Automation of the Timed-Up-and-Go test using a conventional video camera


The Timed-Up-and-Go (TUG) test is a simple clinical tool commonly used to quickly assess the mobility of patients. Researchers have endeavored to automate the test using sensors or motion tracking systems to improve its accuracy and to extract more resolved information about its sub-phases. While some approaches have shown promise, they often require the donning of sensors or the use of specialized hardware, such as the now discontinued Microsoft Kinect, which combines video information with depth sensors (RGBD). In this work, we leverage recent advances in computer vision to automate the TUG test using a regular RGB video camera without the need for custom hardware or additional depth sensors. Thirty healthy participants were recorded using a Kinect V2 and a standard video feed while performing multiple trials of 3 and 1.5 meter versions of the TUG test.
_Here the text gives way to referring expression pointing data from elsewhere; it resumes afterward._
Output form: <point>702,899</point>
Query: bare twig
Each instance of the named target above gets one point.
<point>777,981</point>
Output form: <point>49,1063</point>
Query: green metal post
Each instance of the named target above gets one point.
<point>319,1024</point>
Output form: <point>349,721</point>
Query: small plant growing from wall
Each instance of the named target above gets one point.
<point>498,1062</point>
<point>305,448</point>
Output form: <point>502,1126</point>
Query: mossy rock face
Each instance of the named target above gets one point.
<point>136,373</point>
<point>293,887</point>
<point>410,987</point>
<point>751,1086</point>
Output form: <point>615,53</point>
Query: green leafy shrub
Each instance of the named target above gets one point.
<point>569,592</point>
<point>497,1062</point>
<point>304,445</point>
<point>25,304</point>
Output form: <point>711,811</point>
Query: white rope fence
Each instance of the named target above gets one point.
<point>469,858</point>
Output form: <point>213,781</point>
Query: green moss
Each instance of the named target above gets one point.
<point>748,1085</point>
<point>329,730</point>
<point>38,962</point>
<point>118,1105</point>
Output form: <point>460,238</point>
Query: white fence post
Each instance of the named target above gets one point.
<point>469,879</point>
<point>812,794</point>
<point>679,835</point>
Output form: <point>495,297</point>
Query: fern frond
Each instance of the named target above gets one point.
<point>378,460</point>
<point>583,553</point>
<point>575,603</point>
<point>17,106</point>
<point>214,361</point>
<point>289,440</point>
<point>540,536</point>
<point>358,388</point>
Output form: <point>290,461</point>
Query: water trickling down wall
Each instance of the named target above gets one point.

A Mask Regional Convolutional Neural Net (R-CNN) algorithm and a Deep Multitask Architecture for Human Sensing (DMHS) were then used together to extract global 3D poses of the participants. The timing of transitions between the six key movement phases of the TUG test were then extracted using heuristic features extracted from the time series of these 3D poses. The proposed video-based vTUG system yielded the same error as the standard Kinect-based system for all six key transitions points, and average errors of less than 0.15 seconds from a multi-observer hand labeled ground truth. This work describes a novel method of video-based automation of the TUG test using a single standard camera, removing the need for specialized equipment and facilitating the extraction of additional meaningful information for clinical use.